Describe what each function does:

In [None]:
"""
ASSIGNMENT: 
    1. Try out the functions mentioned above in this cell.
    2. Describe what they do in the cell below
"""

### YOUR CODE HERE (just for trial and error)

It's often useful to have some lists directly available. 
Extract them now and store them in separate variables.
Create separate lists for:
1. All provinces (unique)
2. All years (unique)
3. All variables (all columns, but not provinces and years)

In [None]:
df.columns

In [None]:
"""
ASSIGNMENT: Store the name of all provinces, years, and variables
"""

### BEGIN SOLUTION
provinces = df.province.unique().tolist()
years = df.year.unique().tolist()
columns = df.columns.tolist()
variables = columns[2:]
### END SOLUTION

In [None]:
years == [x for x in range(2003,2018)]

In [None]:
"""
CHECK
"""

assert provinces == ['Groningen',
                    'Friesland',
                    'Drenthe',
                    'Overijssel',
                    'Flevoland',
                    'Gelderland',
                    'Utrecht',
                    'Noord-Holland',
                    'Zuid-Holland',
                    'Zeeland',
                    'Noord-Brabant',
                    'Limburg']

assert years == [x for x in range(2003,2018)]
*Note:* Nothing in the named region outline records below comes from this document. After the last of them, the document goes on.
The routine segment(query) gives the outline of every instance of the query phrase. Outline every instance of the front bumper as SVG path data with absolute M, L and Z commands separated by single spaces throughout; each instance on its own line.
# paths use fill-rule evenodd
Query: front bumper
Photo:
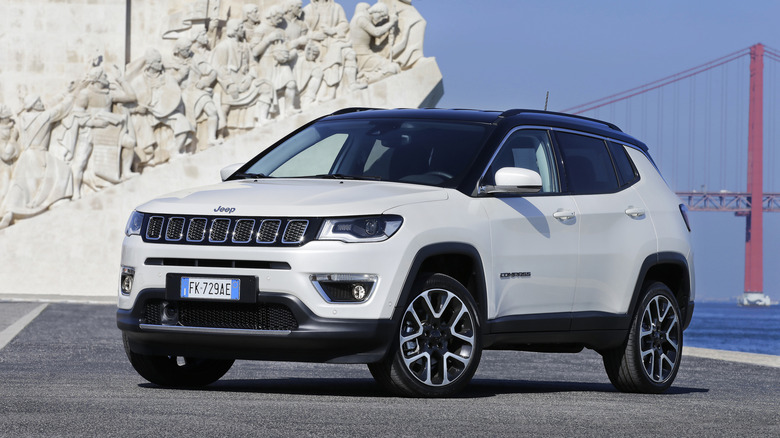
M 257 304 L 285 306 L 295 318 L 284 329 L 234 329 L 185 326 L 147 319 L 147 304 L 181 304 L 166 299 L 165 289 L 146 289 L 130 310 L 117 310 L 117 326 L 129 347 L 140 354 L 198 358 L 296 362 L 372 363 L 381 360 L 396 333 L 392 320 L 355 320 L 316 316 L 296 297 L 261 293 Z M 151 322 L 151 323 L 150 323 Z

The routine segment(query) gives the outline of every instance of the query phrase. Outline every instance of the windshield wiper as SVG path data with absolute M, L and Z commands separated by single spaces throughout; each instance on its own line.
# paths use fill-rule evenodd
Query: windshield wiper
M 268 178 L 268 176 L 262 173 L 237 173 L 234 176 L 242 179 Z
M 345 175 L 343 173 L 323 173 L 320 175 L 314 175 L 313 178 L 322 178 L 322 179 L 354 179 L 354 180 L 369 180 L 369 181 L 381 181 L 382 178 L 378 176 L 369 176 L 369 175 Z

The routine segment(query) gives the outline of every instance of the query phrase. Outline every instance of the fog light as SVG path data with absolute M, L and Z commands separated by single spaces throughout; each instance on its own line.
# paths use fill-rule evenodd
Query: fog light
M 352 297 L 357 301 L 363 301 L 366 299 L 366 288 L 362 284 L 353 284 Z
M 373 274 L 315 274 L 309 279 L 329 303 L 362 303 L 371 296 L 379 277 Z
M 122 291 L 122 295 L 130 295 L 133 290 L 133 277 L 135 277 L 135 269 L 122 266 L 122 276 L 119 280 L 119 290 Z

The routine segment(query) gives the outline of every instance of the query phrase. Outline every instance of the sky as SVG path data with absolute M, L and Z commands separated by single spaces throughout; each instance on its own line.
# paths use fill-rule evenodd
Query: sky
M 358 1 L 337 1 L 351 18 Z M 444 78 L 442 108 L 543 109 L 549 92 L 548 109 L 560 111 L 757 43 L 780 50 L 777 0 L 412 4 L 428 23 L 425 55 L 436 58 Z M 648 146 L 652 154 L 654 145 Z M 693 212 L 691 222 L 697 299 L 741 295 L 745 219 Z M 779 246 L 780 213 L 765 213 L 764 292 L 775 301 L 780 300 Z

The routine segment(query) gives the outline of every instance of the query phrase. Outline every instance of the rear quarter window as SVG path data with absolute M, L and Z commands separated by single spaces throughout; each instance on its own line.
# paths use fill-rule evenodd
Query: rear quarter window
M 608 142 L 609 151 L 612 153 L 612 159 L 615 161 L 615 168 L 617 169 L 618 179 L 620 180 L 620 186 L 624 187 L 636 182 L 639 179 L 639 174 L 634 168 L 634 164 L 631 162 L 631 158 L 626 153 L 626 147 L 620 143 Z

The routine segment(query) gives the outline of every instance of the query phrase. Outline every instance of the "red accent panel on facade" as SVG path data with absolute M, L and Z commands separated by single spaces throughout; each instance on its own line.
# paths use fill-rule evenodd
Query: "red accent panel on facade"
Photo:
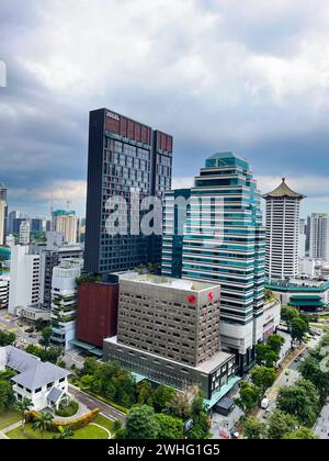
M 103 348 L 117 334 L 118 284 L 82 282 L 78 290 L 77 339 Z
M 125 116 L 121 117 L 121 135 L 127 137 L 128 121 Z

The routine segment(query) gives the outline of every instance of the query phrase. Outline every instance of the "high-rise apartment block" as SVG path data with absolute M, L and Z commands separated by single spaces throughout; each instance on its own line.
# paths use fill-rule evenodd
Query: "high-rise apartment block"
M 53 213 L 53 228 L 64 235 L 66 244 L 75 245 L 78 239 L 78 217 L 73 211 L 57 210 Z
M 219 317 L 217 285 L 120 274 L 117 337 L 105 339 L 104 358 L 180 390 L 200 385 L 214 398 L 236 382 L 235 356 L 220 351 Z
M 66 350 L 76 338 L 78 292 L 76 279 L 81 274 L 82 260 L 64 260 L 53 270 L 52 341 Z
M 232 153 L 215 154 L 206 160 L 190 191 L 183 226 L 178 220 L 182 221 L 182 199 L 189 192 L 182 192 L 166 193 L 162 274 L 175 271 L 184 279 L 220 285 L 217 333 L 223 349 L 237 355 L 243 371 L 254 363 L 254 346 L 262 339 L 263 329 L 264 229 L 260 192 L 249 164 Z
M 30 255 L 27 246 L 11 249 L 9 313 L 19 314 L 39 303 L 39 256 Z
M 271 281 L 298 274 L 299 211 L 305 199 L 283 178 L 274 191 L 263 195 L 266 202 L 265 274 Z
M 171 188 L 172 144 L 172 136 L 106 109 L 90 113 L 87 272 L 103 274 L 160 262 L 160 236 L 131 232 L 129 213 L 128 229 L 121 235 L 109 233 L 106 222 L 111 199 L 124 199 L 129 212 L 132 193 L 139 194 L 140 203 L 149 195 L 161 198 Z
M 329 261 L 329 214 L 313 213 L 310 217 L 309 256 Z
M 0 245 L 5 243 L 8 218 L 7 187 L 0 182 Z
M 30 244 L 30 222 L 22 221 L 20 225 L 20 245 Z

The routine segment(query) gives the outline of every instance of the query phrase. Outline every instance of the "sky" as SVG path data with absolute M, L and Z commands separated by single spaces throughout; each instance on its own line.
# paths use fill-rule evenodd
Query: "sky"
M 303 215 L 329 212 L 328 23 L 327 0 L 1 0 L 10 209 L 84 215 L 89 111 L 106 106 L 173 135 L 174 187 L 232 150 L 263 193 L 286 177 Z

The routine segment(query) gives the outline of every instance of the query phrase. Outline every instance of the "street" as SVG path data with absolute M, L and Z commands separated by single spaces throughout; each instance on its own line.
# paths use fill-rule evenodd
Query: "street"
M 79 391 L 77 387 L 69 385 L 69 393 L 72 394 L 79 402 L 86 405 L 89 409 L 100 408 L 101 413 L 105 415 L 109 419 L 113 421 L 118 419 L 122 423 L 125 423 L 126 415 L 112 406 L 99 401 L 91 395 L 86 394 L 82 391 Z

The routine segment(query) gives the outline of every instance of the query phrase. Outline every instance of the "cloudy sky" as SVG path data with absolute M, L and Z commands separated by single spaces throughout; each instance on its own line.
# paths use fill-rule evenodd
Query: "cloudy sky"
M 88 113 L 174 136 L 174 184 L 248 158 L 329 212 L 327 0 L 1 0 L 0 181 L 10 207 L 84 214 Z M 3 82 L 3 72 L 0 75 Z

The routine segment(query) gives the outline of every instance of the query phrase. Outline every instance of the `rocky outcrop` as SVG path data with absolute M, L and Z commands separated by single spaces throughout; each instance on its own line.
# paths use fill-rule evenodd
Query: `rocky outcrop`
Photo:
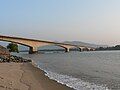
M 0 45 L 0 57 L 2 58 L 9 58 L 10 52 L 5 47 Z
M 30 59 L 24 59 L 24 58 L 22 58 L 22 57 L 10 55 L 9 58 L 0 57 L 0 62 L 1 62 L 1 63 L 2 63 L 2 62 L 22 63 L 22 62 L 32 62 L 32 60 L 30 60 Z

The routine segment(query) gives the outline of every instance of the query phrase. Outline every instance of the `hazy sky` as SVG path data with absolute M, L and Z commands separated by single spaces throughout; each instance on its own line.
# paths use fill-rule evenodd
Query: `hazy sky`
M 120 44 L 120 0 L 0 0 L 0 34 Z

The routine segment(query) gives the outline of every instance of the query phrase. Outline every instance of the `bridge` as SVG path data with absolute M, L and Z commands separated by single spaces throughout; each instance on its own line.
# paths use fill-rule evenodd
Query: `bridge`
M 12 42 L 20 45 L 24 45 L 29 47 L 29 53 L 35 53 L 38 51 L 38 47 L 46 46 L 46 45 L 55 45 L 60 46 L 65 49 L 65 52 L 69 52 L 70 48 L 78 48 L 80 51 L 87 48 L 89 51 L 94 50 L 92 47 L 80 46 L 80 45 L 72 45 L 66 43 L 58 43 L 52 41 L 44 41 L 44 40 L 35 40 L 21 37 L 12 37 L 12 36 L 3 36 L 0 35 L 0 41 Z

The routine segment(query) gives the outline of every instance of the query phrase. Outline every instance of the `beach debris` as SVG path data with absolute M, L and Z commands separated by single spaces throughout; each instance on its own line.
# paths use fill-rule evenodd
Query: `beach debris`
M 30 60 L 30 59 L 25 59 L 25 58 L 18 57 L 18 56 L 14 56 L 14 55 L 10 55 L 9 58 L 0 57 L 0 63 L 3 63 L 3 62 L 22 63 L 22 62 L 32 62 L 32 60 Z

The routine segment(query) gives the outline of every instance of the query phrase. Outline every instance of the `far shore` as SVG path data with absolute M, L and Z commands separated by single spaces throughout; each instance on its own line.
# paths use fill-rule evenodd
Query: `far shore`
M 0 63 L 0 90 L 74 90 L 45 76 L 31 63 Z

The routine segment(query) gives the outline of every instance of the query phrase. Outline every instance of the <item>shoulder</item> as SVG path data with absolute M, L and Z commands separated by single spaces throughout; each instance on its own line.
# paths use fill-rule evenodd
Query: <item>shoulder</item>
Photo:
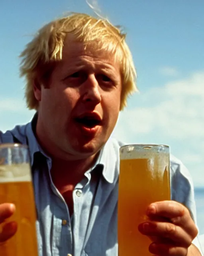
M 26 130 L 28 124 L 17 125 L 12 129 L 5 132 L 0 130 L 0 144 L 20 143 L 25 144 L 26 142 Z

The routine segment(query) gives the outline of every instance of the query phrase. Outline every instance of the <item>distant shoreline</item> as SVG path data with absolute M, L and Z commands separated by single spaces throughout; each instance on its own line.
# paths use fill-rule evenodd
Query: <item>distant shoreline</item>
M 201 191 L 204 192 L 204 187 L 195 187 L 194 188 L 194 190 L 196 192 L 199 192 Z

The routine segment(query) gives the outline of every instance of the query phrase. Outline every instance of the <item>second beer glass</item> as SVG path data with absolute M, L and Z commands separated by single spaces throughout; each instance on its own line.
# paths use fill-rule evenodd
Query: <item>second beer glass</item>
M 12 203 L 16 212 L 0 224 L 18 224 L 16 234 L 0 243 L 1 256 L 37 256 L 35 207 L 28 151 L 26 146 L 0 145 L 0 204 Z
M 119 256 L 151 256 L 150 239 L 138 225 L 151 203 L 170 200 L 169 147 L 132 145 L 120 150 L 118 236 Z

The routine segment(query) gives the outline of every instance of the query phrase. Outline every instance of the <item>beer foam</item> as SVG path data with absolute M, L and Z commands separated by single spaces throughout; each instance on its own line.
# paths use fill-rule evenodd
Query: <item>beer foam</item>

assert variables == ['total_population',
                     'nr_women',
                     'nr_younger_than_5',
                     'nr_between_5_and_10',
                     'nr_between_10_and_15',
                     'nr_between_15_and_20',
                     'nr_between_20_and_25',
                     'nr_between_25_and_45',
                     'nr_between_45_and_65',
                     'nr_between_65_and_80',
                     'nr_above_80',
                     'nr_in_urban_region',
                     'nr_buildings',
                     'nr_buildings_per_km2',
                     'nr_personal_vehicles',
                     'km_total_road',
                     'km_city_road',
                     'km_provincial_road',
                     'km_national_road']






### Selecting rows

You'll often only be interested in a subset of the data. 
Let's write a couple of functions for some specific queries

In [None]:
def extract_province(df,province):
    ### BEGIN SOLUTION
    result = df.loc[df['province'] == province]
    ### END SOLUTION
    return result

In [None]:
assert df.iloc[0:15].equals(extract_province(df,provinces[0]))

### BEGIN HIDDEN TESTS
for province in ['Limburg','Noord-Holland','Zuid-Holland','Friesland']:
    assert df.loc[df['province'] == province].equals(extract_province(df,province))
### END HIDDEN TESTS

In [None]:
"""
ASSIGNMENT: Create a function to extract BOTH:
    1. Variables of interest
    2. Province & Year information
"""
def extract_variables(df,variables):
    ### BEGIN SOLUTION
    result = df[['province', 'year'] + variables]
    ### END SOLUTION
    return result

In [None]:
"""
CHECK: extract_variables()
"""
test_cols = ['total_population','km_provincial_road']
test = extract_variables(df,test_cols)
assert test.columns.tolist() == ['province','year'] + test_cols
assert len(test) == len(df)

### Grouping rows

We can use the groupby functionality to summarize our datasets by groups.
Use this functionality to complete the following two functions:

In [None]:
"""
Assignment: Create a function which shows the total (sum) for a set of variables per year
"""

def year_total(df,variables):
    ### BEGIN SOLUTION
    result = extract_variables(df,variables)
    result = result.groupby('year').sum()
    ### END SOLUTION
    return result
    

In [None]:
year_total(df,test_cols).values

In [None]:
automatic = year_total(df,test_cols).values
manual = np.array([[16192572,     7858],
               [16258032,     7800],
               [16305526,     7744],
               [16334210,     7746],
               [16357992,     7898],
               [16405399,     7850],
               [16485787,     7835],
               [16574989,     7861],
               [16655799,     7863],
               [16730348,     7803],
               [16779575,     7778],
               [16829289,     7750],
               [16900726,     7738],
               [16979120,     7758],
               [17081507,     7756]])

assert np.sum(automatic == manual) == manual.shape[0] * manual.shape[1]

### Create new columns

You'll often want to create new columns such as ratio's, growth percentages, or other transformations.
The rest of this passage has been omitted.